Monday, January 7, 2013

What to do with an academic? And who are we anyway?


In September I left academics for the second time to put my family before my career. The first time I took the year off before my Master's to support my partner while he did a year-long education degree in Fredericton. The second time, which began this September, I am home taking take of our newborn before beginning my PhD in English Literature. Both leaves have given me time to pause and reflect upon this thing I, and so many of my friends, do and aspire to do for the rest of our working lives. Now, I could rant about how I love it, how I look forward to hours of coffee-drenched hours in the library, how I love the scent, the touch, of the books to which I -- like Hermione -- so "desperately cleave," but how even more I love the words. I love to roll another writer's sentences in my mouth, and best of all, to discuss books with some of the most brilliant people I have had the privilege to meet.  I could spend this post talking about how rewarding it is to help younger students write better, read better, and how fantastic it is to spend my days writing and considering text.

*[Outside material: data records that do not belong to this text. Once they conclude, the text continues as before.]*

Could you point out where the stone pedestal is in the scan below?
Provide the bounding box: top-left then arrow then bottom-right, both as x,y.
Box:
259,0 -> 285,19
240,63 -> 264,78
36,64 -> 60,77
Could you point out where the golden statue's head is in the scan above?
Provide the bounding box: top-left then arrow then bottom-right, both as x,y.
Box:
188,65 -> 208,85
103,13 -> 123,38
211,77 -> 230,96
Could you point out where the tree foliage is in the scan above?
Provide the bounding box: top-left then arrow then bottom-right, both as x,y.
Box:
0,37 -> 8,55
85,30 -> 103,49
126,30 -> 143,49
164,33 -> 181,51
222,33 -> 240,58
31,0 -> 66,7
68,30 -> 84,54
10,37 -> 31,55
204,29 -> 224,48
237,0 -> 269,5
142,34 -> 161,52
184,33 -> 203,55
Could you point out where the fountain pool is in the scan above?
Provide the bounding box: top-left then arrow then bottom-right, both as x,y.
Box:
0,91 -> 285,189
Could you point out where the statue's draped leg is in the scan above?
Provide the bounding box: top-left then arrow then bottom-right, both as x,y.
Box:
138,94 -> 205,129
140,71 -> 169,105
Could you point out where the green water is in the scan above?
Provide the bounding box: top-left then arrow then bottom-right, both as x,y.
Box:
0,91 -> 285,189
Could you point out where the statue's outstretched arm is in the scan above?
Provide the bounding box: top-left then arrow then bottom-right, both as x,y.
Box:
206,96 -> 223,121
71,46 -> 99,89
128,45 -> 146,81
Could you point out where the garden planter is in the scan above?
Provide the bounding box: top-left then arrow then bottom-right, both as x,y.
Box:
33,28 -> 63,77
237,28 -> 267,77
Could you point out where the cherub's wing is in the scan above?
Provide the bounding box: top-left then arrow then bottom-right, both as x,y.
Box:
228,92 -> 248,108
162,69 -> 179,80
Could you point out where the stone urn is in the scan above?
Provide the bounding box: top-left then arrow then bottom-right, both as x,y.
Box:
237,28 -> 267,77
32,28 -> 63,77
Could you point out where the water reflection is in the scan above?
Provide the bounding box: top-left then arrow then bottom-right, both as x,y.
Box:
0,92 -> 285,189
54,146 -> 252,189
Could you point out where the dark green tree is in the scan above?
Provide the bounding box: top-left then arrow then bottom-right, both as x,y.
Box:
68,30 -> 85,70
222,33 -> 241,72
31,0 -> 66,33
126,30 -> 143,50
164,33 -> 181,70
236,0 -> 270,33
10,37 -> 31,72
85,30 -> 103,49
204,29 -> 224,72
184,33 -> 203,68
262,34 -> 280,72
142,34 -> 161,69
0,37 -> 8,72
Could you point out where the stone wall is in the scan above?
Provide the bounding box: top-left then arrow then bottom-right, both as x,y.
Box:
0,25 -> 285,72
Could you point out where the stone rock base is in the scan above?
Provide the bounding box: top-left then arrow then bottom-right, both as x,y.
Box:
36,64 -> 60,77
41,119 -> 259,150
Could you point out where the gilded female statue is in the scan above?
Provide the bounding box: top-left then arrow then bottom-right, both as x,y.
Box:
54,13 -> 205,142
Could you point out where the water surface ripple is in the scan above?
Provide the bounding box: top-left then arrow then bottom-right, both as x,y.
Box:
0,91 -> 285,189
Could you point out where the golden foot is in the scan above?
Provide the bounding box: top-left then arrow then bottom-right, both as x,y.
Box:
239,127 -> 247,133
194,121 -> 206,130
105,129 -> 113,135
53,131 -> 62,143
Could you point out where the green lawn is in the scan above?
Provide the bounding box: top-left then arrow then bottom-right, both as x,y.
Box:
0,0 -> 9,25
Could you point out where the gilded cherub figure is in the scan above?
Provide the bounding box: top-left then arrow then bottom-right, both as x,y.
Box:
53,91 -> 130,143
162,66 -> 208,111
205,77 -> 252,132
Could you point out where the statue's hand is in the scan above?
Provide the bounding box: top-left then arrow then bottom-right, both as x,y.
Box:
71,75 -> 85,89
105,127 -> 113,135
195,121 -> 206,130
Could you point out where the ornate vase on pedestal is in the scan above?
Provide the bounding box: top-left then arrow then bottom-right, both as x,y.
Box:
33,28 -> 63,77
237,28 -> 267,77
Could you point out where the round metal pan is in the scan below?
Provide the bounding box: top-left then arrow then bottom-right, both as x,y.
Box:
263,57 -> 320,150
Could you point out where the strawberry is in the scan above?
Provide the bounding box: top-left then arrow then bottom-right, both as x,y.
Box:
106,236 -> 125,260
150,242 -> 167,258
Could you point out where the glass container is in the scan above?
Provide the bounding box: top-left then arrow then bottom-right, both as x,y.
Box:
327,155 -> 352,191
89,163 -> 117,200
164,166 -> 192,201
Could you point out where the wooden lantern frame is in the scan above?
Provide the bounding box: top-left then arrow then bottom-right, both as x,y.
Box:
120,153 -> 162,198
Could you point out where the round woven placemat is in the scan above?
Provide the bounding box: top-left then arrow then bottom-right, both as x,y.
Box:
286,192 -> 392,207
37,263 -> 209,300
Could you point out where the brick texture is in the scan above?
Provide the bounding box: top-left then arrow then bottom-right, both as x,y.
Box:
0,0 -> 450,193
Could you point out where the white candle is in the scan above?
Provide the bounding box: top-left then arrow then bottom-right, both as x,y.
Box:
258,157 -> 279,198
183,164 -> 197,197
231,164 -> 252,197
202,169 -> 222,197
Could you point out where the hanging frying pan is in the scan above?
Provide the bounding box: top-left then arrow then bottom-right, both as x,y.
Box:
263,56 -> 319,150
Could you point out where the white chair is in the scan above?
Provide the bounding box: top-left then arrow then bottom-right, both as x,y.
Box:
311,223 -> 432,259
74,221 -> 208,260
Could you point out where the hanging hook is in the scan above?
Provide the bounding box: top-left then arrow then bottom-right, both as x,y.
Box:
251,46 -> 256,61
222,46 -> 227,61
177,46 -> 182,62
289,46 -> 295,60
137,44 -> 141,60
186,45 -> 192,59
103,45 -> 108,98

But instead, I want to write about perception, and how other people perceive what academics do, their expectations of us, and our expectations of ourselves.
Often I meet with the stereotype of the absent minded academic, the academic that cannot keep track of their every day finances, or remember to wear their shirt on right-side-in. And I do not want to rebut this. (However, I can tell you I know more than a few academics who are both incredibly fashionable and put together, and very capable of being organized). I am horribly disorganized. I am so scattered that I walk into things because I am more present in the thought I am thinking than the place I am going. I walk into rooms and forget why I am there. I get out of the shower and realize an hour later that I did not wash my hair.  
I often get asked how I can be so apparently smart, and yet be so incredibly ditsy. The other day, I got asked by a friend of mine "what is it that you are good at, actually?" in response to being informed that I had received a prestigious fellowship. I don't mind saying that her question gave me pause. Yes, what is it that I am good at? I read books...I like books...but is that all I do? Read books and think? But I am not smart enough to understand the basics of money management, and the most basic math gives me the sweats. But I think. 
Recently what keeps bothering me is this notion that we don't DO anything, us academics. We point out the problems of our society but so often do not have any solutions. Even some of my friends who are academics have an existential dilemma about what it is they do, as if they didn't live in the real world, as if they sit in their ivory tower and never get their hands dirty. This "real world," I wonder...where is it? As if the University is not in the world, it is somehow outside. Or, even worse, it presupposes that us academics never leave the university and carry on lives in the world. While it is true that there have been days I, and many of my fellow grad students, have not left campus, I assure you we do go home and have lives -- partners, arguments, our fair share of existing of ramen noodles, families that require our attention and so on. And so, with this in mind, what do we have to offer the world in which we exist?
Thought. Perhaps, as the Slovenian philosopher Slavoj Zizek posits, what we really need is more philosophy, more thinking, and less impulsive action based on emotion. We see that change needs to occur -- and I don't dispute that it does -- but the most meaningful action will occur after sufficient thought and rational discourse. The time for action needs to be put on hold, and there needs to be more emphasis on engaging in thought. Boredom, reflection, consideration, quiet, these things have gone missing in our society. Young academics are desperately trolling for jobs, frustrated and bitter and angry, posting in forums about what to do to make yourself more hireable. While I don't discredit the necessity to find gainful employment, this ramped marketing of oneself in place of doing what it is we do as academics and intellectuals makes me sad.
I do not need a university in which to think. It is, instead, a place where other people who do what I do hang out. It is where thoughts are born and breed and grow bigger. The arguments I have had over carbs and beer with people in my department, or people outside my department for that matter, have made me not only a better scholar, but a better person. Maybe I am a romantic, and you can call me naive  (the you out there in the Internet void) but knowledge is a privilege, and as scholars we can and should nurture it and share it. We can ask the hard questions, and we shouldn't feel guilty about not having the answers. Once the right questions are asked, the right answers come more easily. So, I think, thinking needs to be the new marching...at least for now. And us academics should take pride in our ability to think -- HARD -- about things that are important to our world in which we DO live.
Perhaps it is our thinking that keeps us questioning ourselves, what we do, and why it is relevant. But there can hardly be any doubt that keeping ourselves mentally sharp by asking the questions we want to ask about the things we want to ask them about (even if it is about the significance of buttons in Jane Austen), is vital to maintaining an advanced level of social and cultural discourse about a great many things. So, dear academics, intellectuals, scholars, grad students, aspiring grad students, we are important; our research is important; our teaching is perhaps the most important of all. And, hey, you're beautiful.